Judy was bringing her years as an advocate on the frontlines of disability rights, along with her resolve and dry wit, to think and write about something that she knew was part of the problem and also could be part of the solution: the cultural norms and media representations of disabled people. 

This was two years before Crip Camp made its tidal shifts, and Judy knew intimately how representation shaped the lived experiences, and perceptions of disabled people. While at Ford, Judy researched and published her vital report: Roadmap for Inclusion: Changing the Face of Disability in Media, and in the process, helped to create new networks in the independent media sector, aligned around disability justice, that endure today. Both have been major forces behind the current wave of filmmaking by disabled makers, and the organizing happening within the documentary sector. And Judy was at the forefront of transforming philanthropy more broadly, helping to create the President’s Council on Disability Inclusion in Philanthropy and being a grounding force in shaping Ford Foundation’s work in disability justice.

I'm so grateful for the time I was able to spend with Judy when she was with us at Ford and for the blueprints she has laid her entire life, that will continue to guide us for years to come.

Chi-hui Yang
Senior Program Officer, Ford Foundation

Lawrence and Judy clasp hands and smile at the camera. They are in front of a wall of movie posters. Image source: Lawrence Carter-LongWhat Judy did was often ground-breaking, but how she did what she did was just as powerful if not more so. Judy's advocacy was no doubt trailblazing, but in conversation with her the focus was never on her life, her work, her impact.

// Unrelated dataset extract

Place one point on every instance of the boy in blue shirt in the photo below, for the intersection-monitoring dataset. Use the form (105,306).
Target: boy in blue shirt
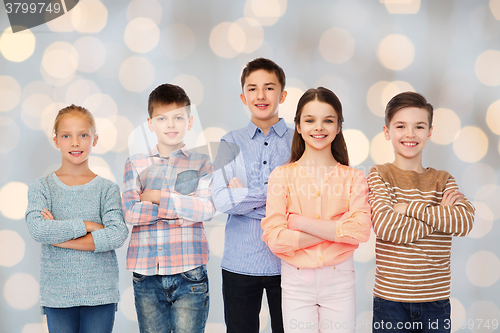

Judy was always much more interested in talking about what you were up to, what you’re working on or dreaming of, and if she liked the idea, or thought it had merit, she was never shy about offering up helpful advice or support about how she could help make that dream happen. I met Judy in the Fall of 2012 at a disability community fundraiser for President Obama's re-election campaign. At that time, I was in the middle of cohosting a month-long showcase on the history of disability in film that I’d curated on Turner Classic Movies. The culmination of three years of work. There I was, new to federal service, having recently started employment has the communications lead at the National Council on Disability, awestruck to be having a conversation with THE Judy Heumann, and all she wanted to discuss was how were we going to get me on air as a regular contributor at TCM. That was Judy Heumann. 

Following her passing, the internet was flooded with photos and stories of countless numbers of disability advocates who shared selfies that were taken with Judy because their experience was similar to mine. They felt seen, heard, considered — and cared about — because Judy truly did listen. Judy truly cared. More often than not, she also knew how to get the job done. She was always connecting this person or group to another and making sure they had the tools and the connections they needed to realize those shared dreams. It's something I've never forgotten, and is perhaps the most important thing I learned from her that I'll try to emulate going forward. Judy helped disabled people get beyond the shame and stigma that keeps folks from identifying as disabled and from becoming part of the larger disability community. She knew we all had a way we can contribute, she knew we had things to do. As a fellow classic movie fan, she knew that movies and media had a huge role to play in achieving those necessary advances for disability communities and everyone else too. I'm eternally grateful for her example and for her unwavering support.  

Lawrence Carter-Long
Film Enthusiast / Co-Director, DisArt

I, unfortunately, never got to meet Judy, though her presence is everywhere. Through her work and relationships with mutual friends, Jim LeBrecht and Lachi, by association I believe I've been graced with a pinch of her ebullient spirit and drive. It is a testament to Judy's legacy that those who had never met her, nevertheless, she has — and will continue to — supercharge our efforts to advance disability justice in the entertainment industry.